A magia que encantou Gabo

Terra natal de Gabriel García Márquez, a colombiana Aracataca vive dilema entre manter referências do escritor ou se tornar uma cidade comum

iG Minas Gerais | William Neuman |

Lembranças. Área interna do museu criado na casa dos avós de Gabo, fonte das narrativas do autor
MERIDITH KOHUT
Lembranças. Área interna do museu criado na casa dos avós de Gabo, fonte das narrativas do autor

Colômbia. Além das lojas de celulares e motocicletas zumbindo como moscas no calor sufocante, a cidade natal de Gabriel García Márquez ainda possui alguma magia.Aracataca,

Ela ainda é um lugar onde maltratadas casas de madeira escondem jardins sombreados que sugerem mistérios furtivos, onde uma mulher de 96 anos pinta as unhas do pé de rosa e mantém pássaros em gaiolas, e onde crianças nadam em canais de irrigação que correm ao lado de ruas banhadas pelo sol.

García Márquez deixou esta cidade poeirenta ainda menino, mas posteriormente buscou inspiração aqui para sua maior obra – definida por um estilo conhecido como realismo mágico. Aracataca tornou-se um modelo para Macondo, a cidade que serve como palco de sua obra-prima, “Cem Anos de Solidão”.

A maior parte de seu tempo aqui foi gasta na casa de seus avós maternos, onde ele absorveu as histórias contadas por sua avó e outros parentes. Ele declarou que foi a maneira direta de sua avó contar as histórias mais fantásticas que inspirou a voz do narrador em “Cem Anos de Solidão”.

Agora, o local da casa de seus avós, onde ele nasceu e que alimentou o vibrante mundo de sua ficção, foi transformado num museu. Partes da casa original de madeira permaneceram até alguns anos atrás, mas tudo foi derrubado e reconstruído, de acordo com o diretor do museu, Daniel López.

Em seu lugar está uma estrutura limpa e caiada de branco que, sob alguns aspectos, lembra mais um chalé suíço do que o estilo arquitetônico de madeira que busca imitar.
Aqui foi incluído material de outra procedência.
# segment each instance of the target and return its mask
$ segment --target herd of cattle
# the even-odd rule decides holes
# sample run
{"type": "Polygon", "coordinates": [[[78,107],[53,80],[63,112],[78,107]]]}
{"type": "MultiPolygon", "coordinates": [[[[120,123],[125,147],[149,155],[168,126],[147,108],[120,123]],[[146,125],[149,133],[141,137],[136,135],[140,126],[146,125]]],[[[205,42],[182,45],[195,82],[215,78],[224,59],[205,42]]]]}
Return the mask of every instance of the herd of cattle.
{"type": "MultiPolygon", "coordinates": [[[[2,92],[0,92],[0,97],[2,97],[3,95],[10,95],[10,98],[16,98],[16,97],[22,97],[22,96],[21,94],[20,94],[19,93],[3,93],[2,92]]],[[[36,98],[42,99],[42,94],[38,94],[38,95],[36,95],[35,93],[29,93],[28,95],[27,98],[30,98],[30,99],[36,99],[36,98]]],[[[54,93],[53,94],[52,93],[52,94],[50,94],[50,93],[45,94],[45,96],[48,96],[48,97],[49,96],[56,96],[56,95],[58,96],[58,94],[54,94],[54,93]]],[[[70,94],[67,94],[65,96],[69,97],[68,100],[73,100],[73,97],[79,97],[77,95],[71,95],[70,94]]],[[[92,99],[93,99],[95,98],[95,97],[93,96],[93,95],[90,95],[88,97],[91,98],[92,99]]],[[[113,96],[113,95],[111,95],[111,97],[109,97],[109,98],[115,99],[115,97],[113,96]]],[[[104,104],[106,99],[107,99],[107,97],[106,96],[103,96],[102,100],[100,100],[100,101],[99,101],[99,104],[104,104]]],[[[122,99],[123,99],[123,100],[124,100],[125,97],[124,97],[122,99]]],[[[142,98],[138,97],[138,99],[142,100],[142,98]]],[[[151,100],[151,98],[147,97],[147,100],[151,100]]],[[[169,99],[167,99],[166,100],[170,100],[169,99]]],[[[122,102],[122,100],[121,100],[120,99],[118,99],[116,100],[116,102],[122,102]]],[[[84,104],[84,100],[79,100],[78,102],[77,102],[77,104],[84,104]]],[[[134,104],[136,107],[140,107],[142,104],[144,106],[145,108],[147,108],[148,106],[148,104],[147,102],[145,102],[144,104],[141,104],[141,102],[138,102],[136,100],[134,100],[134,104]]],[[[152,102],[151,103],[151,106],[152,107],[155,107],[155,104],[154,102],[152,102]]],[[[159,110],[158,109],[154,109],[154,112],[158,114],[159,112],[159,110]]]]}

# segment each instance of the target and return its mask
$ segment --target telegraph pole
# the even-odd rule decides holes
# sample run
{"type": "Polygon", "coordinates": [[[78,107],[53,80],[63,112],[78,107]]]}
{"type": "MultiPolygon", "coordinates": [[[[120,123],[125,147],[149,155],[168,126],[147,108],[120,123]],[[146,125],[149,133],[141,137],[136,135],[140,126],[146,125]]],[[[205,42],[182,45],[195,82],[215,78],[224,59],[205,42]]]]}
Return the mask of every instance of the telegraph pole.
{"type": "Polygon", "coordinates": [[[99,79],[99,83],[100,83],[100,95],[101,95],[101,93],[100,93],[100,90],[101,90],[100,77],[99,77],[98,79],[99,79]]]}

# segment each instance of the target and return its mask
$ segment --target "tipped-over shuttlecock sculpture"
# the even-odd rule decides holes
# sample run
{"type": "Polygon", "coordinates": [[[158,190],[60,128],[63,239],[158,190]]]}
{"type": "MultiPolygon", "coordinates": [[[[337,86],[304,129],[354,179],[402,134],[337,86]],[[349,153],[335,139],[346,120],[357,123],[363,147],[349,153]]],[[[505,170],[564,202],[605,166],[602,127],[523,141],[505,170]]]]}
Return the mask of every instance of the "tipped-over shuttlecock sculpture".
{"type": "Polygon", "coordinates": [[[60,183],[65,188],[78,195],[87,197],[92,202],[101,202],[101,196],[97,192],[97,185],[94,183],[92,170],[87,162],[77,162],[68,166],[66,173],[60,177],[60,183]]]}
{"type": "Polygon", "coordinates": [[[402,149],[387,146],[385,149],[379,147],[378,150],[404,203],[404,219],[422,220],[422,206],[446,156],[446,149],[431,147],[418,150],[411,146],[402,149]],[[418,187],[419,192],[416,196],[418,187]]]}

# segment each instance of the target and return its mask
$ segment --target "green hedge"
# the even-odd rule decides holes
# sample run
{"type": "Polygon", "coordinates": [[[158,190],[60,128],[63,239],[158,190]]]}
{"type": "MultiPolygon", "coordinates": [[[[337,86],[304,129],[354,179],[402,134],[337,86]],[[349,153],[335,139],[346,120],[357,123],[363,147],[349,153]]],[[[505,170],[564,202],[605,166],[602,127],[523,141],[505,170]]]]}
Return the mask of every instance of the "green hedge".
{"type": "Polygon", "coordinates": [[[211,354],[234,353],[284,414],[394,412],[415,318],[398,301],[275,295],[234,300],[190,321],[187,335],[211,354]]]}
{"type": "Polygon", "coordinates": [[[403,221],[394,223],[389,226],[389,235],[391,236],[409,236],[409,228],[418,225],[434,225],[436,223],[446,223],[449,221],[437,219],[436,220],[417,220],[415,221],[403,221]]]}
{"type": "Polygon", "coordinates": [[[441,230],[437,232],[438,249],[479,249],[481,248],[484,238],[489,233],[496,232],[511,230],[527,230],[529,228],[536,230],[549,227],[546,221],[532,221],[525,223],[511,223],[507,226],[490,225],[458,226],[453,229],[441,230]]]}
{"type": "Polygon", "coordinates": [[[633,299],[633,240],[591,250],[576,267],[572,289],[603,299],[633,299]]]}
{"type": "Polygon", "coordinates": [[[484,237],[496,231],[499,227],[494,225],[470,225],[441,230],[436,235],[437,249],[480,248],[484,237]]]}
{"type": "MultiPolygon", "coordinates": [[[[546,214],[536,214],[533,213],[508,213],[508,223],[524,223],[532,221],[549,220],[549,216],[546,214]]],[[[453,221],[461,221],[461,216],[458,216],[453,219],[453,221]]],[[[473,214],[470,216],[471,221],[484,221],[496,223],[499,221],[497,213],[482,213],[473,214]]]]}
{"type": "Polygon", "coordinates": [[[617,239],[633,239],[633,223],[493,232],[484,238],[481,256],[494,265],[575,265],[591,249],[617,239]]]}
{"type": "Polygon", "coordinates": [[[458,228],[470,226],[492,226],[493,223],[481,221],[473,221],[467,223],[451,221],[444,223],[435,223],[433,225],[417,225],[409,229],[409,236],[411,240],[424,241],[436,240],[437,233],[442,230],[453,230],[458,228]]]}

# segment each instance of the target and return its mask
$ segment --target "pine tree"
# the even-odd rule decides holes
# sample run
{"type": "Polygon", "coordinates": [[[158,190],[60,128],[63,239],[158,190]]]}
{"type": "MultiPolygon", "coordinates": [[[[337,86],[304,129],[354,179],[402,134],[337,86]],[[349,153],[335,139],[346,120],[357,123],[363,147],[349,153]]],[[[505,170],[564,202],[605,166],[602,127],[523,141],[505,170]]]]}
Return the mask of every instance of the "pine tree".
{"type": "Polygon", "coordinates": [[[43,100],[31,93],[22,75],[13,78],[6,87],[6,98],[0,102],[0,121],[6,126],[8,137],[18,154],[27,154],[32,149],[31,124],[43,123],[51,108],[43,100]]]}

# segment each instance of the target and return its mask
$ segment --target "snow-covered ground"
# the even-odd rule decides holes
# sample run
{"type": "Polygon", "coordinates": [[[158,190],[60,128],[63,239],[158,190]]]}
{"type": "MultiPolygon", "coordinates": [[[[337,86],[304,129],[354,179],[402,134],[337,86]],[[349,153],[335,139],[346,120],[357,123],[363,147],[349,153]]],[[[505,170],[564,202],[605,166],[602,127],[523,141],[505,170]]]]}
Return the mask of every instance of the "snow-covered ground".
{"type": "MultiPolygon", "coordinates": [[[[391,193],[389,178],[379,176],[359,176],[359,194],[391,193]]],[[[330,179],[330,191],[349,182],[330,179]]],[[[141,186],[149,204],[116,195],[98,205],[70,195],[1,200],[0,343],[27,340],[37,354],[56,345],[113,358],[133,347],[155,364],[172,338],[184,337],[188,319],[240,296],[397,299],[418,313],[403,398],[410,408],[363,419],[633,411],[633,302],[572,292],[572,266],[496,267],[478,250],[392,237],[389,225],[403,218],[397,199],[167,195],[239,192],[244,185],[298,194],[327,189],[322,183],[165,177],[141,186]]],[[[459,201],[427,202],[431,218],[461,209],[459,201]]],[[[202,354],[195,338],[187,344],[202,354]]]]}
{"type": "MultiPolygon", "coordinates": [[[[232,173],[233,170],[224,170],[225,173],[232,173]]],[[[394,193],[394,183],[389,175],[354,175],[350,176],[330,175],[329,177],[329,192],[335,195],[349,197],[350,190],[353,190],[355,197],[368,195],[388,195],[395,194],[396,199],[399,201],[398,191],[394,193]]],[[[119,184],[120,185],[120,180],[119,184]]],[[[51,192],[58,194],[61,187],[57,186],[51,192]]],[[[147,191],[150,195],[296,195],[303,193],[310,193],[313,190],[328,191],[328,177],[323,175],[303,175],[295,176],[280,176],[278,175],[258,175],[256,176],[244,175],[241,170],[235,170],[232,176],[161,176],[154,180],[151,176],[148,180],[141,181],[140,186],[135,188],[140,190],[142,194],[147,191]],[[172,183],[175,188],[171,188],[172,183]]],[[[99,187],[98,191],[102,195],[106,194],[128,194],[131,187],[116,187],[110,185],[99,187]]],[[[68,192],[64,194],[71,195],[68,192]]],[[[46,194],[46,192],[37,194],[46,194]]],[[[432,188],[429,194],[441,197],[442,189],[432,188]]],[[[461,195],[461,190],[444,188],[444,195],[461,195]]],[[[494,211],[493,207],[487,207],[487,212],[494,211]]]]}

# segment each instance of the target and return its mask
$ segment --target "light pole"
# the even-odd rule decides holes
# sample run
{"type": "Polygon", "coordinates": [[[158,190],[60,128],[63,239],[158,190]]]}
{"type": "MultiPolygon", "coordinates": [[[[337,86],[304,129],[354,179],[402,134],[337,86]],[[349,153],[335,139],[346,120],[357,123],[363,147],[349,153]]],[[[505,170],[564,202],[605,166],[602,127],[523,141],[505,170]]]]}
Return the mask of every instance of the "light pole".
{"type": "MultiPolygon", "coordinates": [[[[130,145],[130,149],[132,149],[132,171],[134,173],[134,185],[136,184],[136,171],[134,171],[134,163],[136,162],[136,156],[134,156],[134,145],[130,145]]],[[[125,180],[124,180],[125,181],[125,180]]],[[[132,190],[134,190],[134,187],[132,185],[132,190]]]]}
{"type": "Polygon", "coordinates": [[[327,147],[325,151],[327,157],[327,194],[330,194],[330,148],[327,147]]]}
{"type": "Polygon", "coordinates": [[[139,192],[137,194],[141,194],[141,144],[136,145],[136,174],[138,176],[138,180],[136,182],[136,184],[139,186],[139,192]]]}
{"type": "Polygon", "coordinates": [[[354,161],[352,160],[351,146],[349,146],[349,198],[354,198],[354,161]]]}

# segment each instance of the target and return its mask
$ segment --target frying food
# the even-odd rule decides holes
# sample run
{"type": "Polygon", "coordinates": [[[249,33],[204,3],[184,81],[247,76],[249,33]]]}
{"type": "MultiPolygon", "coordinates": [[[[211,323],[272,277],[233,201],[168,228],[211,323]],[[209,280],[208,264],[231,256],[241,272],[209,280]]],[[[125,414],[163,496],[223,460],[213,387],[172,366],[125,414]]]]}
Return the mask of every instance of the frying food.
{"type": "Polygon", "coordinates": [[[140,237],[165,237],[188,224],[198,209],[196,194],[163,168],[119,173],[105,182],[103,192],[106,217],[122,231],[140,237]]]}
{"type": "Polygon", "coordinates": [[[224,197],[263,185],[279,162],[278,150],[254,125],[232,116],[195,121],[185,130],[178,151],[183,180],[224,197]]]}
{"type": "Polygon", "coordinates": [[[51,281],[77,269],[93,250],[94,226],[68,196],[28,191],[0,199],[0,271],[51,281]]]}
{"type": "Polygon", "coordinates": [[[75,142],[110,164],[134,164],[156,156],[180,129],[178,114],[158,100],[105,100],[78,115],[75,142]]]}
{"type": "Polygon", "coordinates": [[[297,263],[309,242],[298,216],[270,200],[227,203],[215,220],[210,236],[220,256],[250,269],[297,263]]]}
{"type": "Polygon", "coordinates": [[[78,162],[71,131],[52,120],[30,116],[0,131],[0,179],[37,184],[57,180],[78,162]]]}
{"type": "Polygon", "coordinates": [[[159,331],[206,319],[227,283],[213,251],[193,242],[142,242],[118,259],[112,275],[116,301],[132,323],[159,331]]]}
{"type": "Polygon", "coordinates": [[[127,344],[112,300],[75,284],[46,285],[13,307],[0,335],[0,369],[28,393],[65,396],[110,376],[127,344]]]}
Grande parte da vida adulta de García Márquez foi passada no México, onde o escritor ganhador do Nobel morreu, aos 87 anos, no dia17 deste mês. O embaixador colombiano no México afirmou que suas cinzas seriam trazidas para a Colômbia, embora não se soubesse onde ficariam.

Os cataqueros, como são chamados os habitantes de Aracataca, esperam que as cinzas sejam trazidas para cá, talvez para serem guardadas no museu.

“Esse é o clamor de todos os cataqueros”, disse Fabián Marriaga, de 60 anos, um advogado cujo sogro, Luis Carmelo Correa, foi um antigo amigo de García Márquez. Ele contou que o escritor telefonava para seu sogro enquanto escrevia, para conferir detalhes sobre sua casa de infância.

“Estamos numa grande cruzada para conseguir que parte de suas cinzas venham descansar aqui”, explicou Marriaga.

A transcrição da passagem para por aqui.